Values

Everyone’s reporting on the values issue and Karl Rove’s masterly strategy. No one yet seems to know quite what it means. The NYT sums up the numbers succinctly:

It was not a landslide, or a re-alignment, or even a seismic shock. But it was decisive, and it is impossible to read President Bush’s re-election with larger Republican majorities in both houses of Congress as anything other than the clearest confirmation yet that this is a center-right country – divided yes, but with an undisputed majority united behind his leadership.

Surveys of voters leaving the polls found that a majority believed the national economy was not so good, that tax cuts had done nothing to help it and that the war in Iraq had jeopardized national security. But fully one-fifth of voters said they cared most about “moral values” – as many as cared about terrorism and the economy – and 8 in 10 of them chose Mr. Bush.

In other words, while Mr. Bush remains a polarizing figure on both coasts and in big cities, he has proved himself a galvanizing one in the broad geographic and political center of the country. He increased his share of the vote among women, Hispanics, older voters and even city dwellers significantly from 2000, made slight gains among Catholics and Jews and turned what was then a 500,000-popular-vote defeat into a 3.6 million-popular-vote victory on Tuesday.

On Rove Andrew Sullivan admits that Bush’s strategist read the American electorate – or at least an important part of it – better than anyone else:

A lot of gay people are devastated this morning, and terrified. We have seen, and not for the first time, how using fear of a minority can be so effective a tool in building a political movement. The single most important issue for Republican voters, according to exit polls, was not the war on terror or Iraq or the economy. It was ‘moral values.’ Karl Rove understood the American psyche better than I did. By demonizing gay couples, the Republicans were able to bring in whole swathes of new anti-gay believers into their party. With new senators Jim DeMint and Tom Coburn, two of the most anti-gay politicians in America, we can only brace ourselves for what is now coming.

Joel Achenbach in the Washington Post goes to the nub of the “values” rhetoric:

The term wasn’t defined, and Democrats spent much of yesterday protesting that they have morals and values, too. The term is basically a code phrase for abortion and gays. For some people, particularly religious evangelicals, these issues are even more important than Iraq, terrorism, the economy, health care, the environment and education. Moral issues gnaw at the guts of people who think they know right from wrong and normal from sick. The reelection of George W. Bush as the 43rd president of the United States appears to be at least in part because of a fear that liberals favor marital unions among sodomites.

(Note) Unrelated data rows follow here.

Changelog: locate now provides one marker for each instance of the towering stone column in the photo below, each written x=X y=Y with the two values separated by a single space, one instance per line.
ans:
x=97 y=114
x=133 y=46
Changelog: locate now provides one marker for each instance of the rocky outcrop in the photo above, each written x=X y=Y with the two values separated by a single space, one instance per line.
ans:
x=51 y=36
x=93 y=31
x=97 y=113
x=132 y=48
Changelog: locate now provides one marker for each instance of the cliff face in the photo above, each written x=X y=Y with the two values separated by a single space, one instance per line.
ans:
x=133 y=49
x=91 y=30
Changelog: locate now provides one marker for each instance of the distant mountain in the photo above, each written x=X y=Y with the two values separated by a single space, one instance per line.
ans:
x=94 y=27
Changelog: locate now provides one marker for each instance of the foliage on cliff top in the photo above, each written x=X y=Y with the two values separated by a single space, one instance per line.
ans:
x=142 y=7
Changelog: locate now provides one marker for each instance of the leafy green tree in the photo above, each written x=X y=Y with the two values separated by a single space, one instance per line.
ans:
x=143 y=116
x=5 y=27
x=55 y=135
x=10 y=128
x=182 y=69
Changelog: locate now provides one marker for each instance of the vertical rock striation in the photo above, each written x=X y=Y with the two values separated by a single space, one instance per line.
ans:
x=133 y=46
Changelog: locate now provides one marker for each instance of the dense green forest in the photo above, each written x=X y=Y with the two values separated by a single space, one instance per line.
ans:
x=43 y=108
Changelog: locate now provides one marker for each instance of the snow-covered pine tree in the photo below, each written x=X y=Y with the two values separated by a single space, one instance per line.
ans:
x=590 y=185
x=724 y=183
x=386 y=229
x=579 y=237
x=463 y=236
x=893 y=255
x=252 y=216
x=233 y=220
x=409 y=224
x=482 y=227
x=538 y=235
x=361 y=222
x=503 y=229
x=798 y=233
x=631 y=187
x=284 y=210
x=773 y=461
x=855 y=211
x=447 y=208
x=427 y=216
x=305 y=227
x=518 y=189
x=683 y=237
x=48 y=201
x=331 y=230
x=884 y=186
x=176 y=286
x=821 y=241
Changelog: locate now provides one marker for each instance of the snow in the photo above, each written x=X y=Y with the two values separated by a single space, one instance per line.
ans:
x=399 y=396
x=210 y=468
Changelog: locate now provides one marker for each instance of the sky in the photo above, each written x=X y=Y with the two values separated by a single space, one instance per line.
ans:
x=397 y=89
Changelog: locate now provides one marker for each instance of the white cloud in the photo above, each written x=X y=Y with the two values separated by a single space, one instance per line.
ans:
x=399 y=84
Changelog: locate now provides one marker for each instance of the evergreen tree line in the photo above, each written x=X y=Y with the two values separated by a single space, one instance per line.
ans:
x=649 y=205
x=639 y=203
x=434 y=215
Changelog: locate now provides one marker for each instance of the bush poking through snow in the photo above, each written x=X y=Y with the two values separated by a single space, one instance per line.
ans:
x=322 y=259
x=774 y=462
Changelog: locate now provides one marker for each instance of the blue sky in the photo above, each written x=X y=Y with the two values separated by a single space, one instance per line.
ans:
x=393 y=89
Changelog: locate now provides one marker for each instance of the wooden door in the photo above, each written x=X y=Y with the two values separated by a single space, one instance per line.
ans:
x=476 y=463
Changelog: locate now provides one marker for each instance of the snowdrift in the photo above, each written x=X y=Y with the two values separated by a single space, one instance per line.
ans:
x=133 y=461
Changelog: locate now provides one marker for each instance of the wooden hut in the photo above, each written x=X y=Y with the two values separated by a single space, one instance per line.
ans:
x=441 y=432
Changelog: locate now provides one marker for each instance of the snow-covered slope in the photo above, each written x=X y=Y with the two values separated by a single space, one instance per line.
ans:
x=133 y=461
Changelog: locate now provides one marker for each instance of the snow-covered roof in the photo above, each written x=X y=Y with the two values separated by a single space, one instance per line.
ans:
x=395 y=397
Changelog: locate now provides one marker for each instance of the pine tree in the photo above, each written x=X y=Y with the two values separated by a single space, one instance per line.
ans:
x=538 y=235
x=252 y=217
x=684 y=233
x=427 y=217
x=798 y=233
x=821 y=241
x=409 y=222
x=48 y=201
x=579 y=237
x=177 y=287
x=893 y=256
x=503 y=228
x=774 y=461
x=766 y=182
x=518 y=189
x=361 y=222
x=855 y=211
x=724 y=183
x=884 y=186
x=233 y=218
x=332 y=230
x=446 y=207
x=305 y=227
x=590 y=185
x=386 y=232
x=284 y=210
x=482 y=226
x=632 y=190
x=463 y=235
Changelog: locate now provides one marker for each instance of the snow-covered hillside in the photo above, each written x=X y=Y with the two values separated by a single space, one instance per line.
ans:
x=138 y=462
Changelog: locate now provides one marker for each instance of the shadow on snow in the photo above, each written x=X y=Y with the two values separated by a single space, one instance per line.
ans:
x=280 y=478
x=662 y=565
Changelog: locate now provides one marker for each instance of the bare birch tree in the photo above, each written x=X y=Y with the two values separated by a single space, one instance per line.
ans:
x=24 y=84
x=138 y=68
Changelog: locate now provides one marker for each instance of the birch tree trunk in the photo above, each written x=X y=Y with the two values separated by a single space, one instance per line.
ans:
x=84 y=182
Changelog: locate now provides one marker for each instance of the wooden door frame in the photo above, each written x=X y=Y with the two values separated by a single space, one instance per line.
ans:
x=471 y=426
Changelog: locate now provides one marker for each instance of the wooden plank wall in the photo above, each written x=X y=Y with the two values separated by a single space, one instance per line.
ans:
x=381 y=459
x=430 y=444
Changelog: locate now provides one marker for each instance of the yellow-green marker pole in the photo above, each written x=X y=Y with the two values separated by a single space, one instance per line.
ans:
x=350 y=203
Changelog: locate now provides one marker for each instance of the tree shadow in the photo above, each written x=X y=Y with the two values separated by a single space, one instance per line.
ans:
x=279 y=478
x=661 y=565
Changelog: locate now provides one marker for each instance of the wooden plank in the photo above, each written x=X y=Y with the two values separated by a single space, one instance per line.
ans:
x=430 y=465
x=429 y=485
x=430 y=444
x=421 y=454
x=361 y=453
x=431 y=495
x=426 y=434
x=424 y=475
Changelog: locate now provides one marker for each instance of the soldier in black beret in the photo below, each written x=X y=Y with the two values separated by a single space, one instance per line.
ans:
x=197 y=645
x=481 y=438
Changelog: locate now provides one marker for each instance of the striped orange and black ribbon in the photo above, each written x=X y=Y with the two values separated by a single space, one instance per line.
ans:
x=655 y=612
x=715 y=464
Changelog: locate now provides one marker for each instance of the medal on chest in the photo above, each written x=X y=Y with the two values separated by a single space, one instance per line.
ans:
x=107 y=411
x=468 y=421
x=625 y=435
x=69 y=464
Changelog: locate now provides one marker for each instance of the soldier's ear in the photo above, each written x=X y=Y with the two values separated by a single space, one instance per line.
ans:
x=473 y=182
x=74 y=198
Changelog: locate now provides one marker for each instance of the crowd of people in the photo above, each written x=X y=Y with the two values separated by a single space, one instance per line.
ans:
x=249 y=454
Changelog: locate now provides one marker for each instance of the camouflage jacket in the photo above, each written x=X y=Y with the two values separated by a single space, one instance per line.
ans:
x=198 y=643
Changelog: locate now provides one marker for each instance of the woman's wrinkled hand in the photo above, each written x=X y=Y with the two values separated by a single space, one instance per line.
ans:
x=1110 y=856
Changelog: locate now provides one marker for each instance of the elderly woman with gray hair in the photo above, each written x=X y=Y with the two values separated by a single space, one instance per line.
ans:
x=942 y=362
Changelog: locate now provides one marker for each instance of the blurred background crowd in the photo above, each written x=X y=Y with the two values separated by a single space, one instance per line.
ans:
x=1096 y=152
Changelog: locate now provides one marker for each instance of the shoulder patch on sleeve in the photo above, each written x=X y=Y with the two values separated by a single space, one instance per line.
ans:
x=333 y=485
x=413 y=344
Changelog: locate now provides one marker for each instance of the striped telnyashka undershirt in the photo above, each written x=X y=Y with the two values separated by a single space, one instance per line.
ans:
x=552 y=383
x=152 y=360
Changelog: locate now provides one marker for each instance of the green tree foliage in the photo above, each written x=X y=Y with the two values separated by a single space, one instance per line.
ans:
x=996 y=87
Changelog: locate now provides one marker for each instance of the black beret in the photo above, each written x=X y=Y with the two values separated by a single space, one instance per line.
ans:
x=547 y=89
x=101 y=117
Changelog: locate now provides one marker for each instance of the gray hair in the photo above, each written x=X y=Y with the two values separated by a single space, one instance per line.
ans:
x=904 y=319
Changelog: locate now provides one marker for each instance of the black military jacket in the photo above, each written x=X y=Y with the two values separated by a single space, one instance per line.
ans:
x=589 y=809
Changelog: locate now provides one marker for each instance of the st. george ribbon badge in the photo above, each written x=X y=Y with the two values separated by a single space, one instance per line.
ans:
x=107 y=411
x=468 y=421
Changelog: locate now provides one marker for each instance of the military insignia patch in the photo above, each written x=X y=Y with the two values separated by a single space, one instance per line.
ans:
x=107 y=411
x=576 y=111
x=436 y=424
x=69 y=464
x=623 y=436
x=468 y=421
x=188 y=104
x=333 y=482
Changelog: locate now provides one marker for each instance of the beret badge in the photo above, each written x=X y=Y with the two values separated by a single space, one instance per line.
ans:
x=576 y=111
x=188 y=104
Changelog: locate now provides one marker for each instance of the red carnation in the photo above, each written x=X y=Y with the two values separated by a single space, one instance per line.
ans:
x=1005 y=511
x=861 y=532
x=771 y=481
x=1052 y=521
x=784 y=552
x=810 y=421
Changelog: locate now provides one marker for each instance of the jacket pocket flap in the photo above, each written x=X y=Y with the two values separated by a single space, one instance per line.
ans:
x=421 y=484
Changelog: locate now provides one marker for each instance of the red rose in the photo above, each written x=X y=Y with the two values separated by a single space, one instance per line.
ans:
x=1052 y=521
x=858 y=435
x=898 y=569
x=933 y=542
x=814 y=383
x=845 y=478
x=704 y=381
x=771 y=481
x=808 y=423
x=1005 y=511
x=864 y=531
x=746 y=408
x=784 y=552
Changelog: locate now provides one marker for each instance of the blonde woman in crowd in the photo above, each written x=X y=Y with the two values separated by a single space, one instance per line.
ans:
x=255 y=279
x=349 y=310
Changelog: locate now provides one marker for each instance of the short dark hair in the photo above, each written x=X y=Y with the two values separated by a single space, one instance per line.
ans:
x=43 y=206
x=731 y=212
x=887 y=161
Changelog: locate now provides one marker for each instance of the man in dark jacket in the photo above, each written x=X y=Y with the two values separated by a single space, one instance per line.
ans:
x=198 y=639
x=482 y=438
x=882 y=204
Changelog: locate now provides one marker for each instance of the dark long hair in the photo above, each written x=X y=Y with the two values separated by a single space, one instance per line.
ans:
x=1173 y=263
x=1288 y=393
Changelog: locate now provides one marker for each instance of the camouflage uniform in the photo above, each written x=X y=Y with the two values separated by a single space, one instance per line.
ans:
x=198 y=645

Greg Grieve, a Fellow at NYU’s Center for Religion and Media, makes a very perceptive comment on The Revealer website:

[a colleague] and I have been talking about ‘moral values’ all morning. And it seems to us that it is working as an empty signifier, similar to Barthes’ notion of ‘myth,’ onto which people are projecting their conceptions. As Barthes writes in ‘Myth Today’: ‘The signifier presents itself in an ambiguous way: it is at the same time meaning and form, full on one side and empty on the other.’ (117) As the Russian saying goes: ‘A sacred space is never empty.’ There seems to be a need for two steps: (1) to debunk the Myth of moral values, and then (2) to craft a new ‘myth’ that democrats can control for progressive ends.